Über drei hintereinander liegende Höfe sind die Gebäude der 996 vom arabischen Gelehrten Nasurutan errichteten Moschee verteilt. Nach Erweiterungen während der Qing- und Ming-Dynastie umfasst sie heute ein Areal von 10.000 Quadratmetern. Mit einer Moschee wie man sie aus arabischen Ländern kennt, hat das Bauwerk, das seit 1988 zu Chinas Nationaldenkmälern zählt, allerdings wenig gemein.
Auch in der 760 Quadratmeter großen Gebetshalle weisen nur die arabischen Schriftzeichen auf den Torbögen darauf hin, dass es sich nicht um einen chinesischen Tempel handelt (Maike Schulte)
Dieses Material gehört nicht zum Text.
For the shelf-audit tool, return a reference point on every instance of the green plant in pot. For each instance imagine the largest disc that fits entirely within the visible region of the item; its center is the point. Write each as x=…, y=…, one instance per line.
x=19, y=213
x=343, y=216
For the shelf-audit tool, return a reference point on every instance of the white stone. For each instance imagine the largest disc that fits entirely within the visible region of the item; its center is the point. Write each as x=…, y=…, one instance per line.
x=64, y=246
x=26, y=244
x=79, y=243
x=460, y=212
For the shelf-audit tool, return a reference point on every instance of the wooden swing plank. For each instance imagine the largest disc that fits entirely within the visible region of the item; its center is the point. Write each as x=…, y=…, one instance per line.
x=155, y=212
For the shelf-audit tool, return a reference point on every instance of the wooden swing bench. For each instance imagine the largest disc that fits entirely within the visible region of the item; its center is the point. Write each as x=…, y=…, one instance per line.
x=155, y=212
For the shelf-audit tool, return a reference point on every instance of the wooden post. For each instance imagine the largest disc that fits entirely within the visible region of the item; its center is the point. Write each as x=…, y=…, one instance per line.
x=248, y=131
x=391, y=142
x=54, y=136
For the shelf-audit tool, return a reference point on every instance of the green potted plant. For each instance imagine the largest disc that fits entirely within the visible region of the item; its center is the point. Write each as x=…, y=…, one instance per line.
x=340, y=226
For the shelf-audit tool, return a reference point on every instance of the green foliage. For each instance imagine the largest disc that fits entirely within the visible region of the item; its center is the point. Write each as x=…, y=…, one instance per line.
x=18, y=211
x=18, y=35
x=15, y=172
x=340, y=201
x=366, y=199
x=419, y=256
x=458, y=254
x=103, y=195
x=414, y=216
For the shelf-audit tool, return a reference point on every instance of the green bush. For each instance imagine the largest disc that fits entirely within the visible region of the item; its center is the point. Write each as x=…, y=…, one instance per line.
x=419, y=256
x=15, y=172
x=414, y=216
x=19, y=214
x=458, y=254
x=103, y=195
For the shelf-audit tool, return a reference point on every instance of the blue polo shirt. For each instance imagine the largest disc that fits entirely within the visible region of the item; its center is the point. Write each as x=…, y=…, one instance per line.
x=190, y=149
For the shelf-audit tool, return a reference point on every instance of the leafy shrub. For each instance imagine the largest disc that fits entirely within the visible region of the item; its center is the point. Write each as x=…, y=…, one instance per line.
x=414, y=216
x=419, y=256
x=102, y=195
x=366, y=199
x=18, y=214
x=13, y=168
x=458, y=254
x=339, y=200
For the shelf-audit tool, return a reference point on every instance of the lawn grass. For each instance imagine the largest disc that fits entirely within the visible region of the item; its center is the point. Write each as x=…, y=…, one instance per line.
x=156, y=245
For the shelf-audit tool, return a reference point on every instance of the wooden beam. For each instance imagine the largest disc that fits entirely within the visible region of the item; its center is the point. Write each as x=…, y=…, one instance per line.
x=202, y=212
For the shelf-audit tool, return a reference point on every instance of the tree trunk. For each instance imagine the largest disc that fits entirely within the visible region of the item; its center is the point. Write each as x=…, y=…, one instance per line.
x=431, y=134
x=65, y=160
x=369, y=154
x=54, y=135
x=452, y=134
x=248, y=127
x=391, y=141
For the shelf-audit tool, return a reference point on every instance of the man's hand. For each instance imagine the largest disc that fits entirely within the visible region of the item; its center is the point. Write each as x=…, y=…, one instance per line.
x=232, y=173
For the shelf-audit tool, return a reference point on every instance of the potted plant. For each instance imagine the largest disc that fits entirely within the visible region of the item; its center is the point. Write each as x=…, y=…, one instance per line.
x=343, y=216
Bestes Beispiel dafür ist das Hauptgebäude, die 760 Quadratmeter große Gebetshalle. Nur der Teppich und die goldenen arabischen Inschriften auf ihren Holzbögen sind eindeutige Indizien dafür, dass es sich hier nicht um einen chinesischen Tempel handelt. „Außerdem gibt es bei uns keine menschlichen Bildnisse. Das verbietet unsere Religion anders als der Buddhismus oder Taoismus", erklärt Moscheevorsteher Wei Chunjie.
Auch das Minarett gleich nebenan erinnert mit seinem geschwungenen Ziegeldach und seiner geringen Höhe mehr an einen typisch chinesischen Pavillon. Und einen Muezzin, der zum Gebet ruft, gibt es auch nicht mehr. „Die Leute aus der Nachbarschaft kennen uns mittlerweile, sie kommen jeden Freitag von ganz allein", berichtet Wei, der stolz darauf ist, nach Mekka gepilgert zu sein. Rund 1000 Menschen finden sich allwöchentlich zum Gebet an der Niujie (dt. Rindergasse) ein, das Ende des Fastenmonats Ramadan feiern regelmäßig bis zu 2500 Gläubige. Dann wird das gesamte Gelände der Moschee mit Teppichen ausgelegt und im riesigen Kupferkessel, einem Geschenk des chinesischen Kaisers Kangxi (1654-1722), Haferbrei zubereitet.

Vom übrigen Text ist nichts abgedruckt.